Prompt Emission of Gamma-Ray Bursts in the High-density Environment of Active Galactic Nuclei Accretion Disks

TL;DR

This paper investigates gamma-ray burst emissions occurring in the dense environments of active galactic nuclei disks, revealing unique emission characteristics and implications for classification and observational signatures.

Contribution

It introduces a semi-analytical model for GRB propagation in high-density AGN disk environments, highlighting distinct emission features and potential misclassification issues.

Findings

Bursts are likely single, long emission episodes with hard-to-soft evolution.

Multi-pulse light curves require long dormant periods of the central engine.
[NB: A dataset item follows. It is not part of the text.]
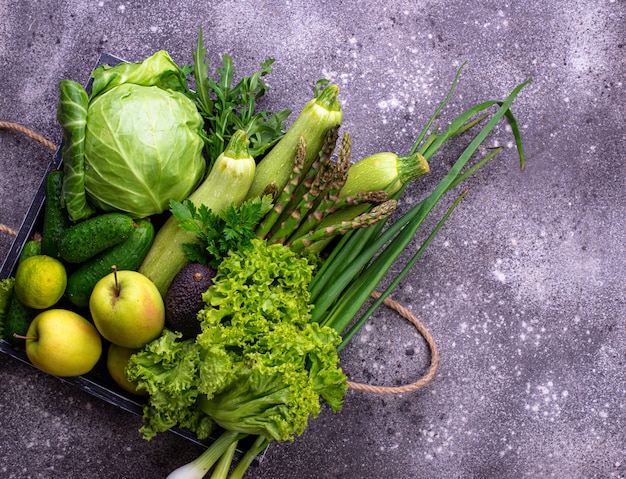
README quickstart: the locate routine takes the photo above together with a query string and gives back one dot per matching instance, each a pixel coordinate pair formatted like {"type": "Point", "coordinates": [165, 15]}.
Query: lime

Short GRBs in such environments may appear as long events without supernovae.

Abstract

Long and short gamma-ray bursts are traditionally associated with galactic environments, where circumburst densities are small or moderate (few to hundreds of protons per cubic cm). However, both are also expected to occur in the disks of Active Galactic Nuclei, where the ambient medium density can be much larger. In this work we study, via semi-analytical methods, the propagation of the GRB outflow, its interaction with the external material, and the ensuing prompt radiation. In particular, we focus on the case in which the external shock develops early in the evolution, at a radius that is smaller than the internal shock one. We find that bursts in such high density environments are likely characterized by a single, long emission episode that is due to the superposition of individual pulses, with a characteristic hard to soft evolution irrespective of the light curve luminosity. While multi-pulse light curves are not impossible, they would require the central engine to go dormant for a long time before re-igniting. In addition, short GRB engines would produce bursts with prompt duration that would exceed the canonical 2 s separation threshold and would likely be incorrectly classified as long events, even though they would not be accompanied by a simultaneous supernova. Finally, these events have a large dynamical efficiency which would produce a bright prompt emission followed by a somewhat dim afterglow.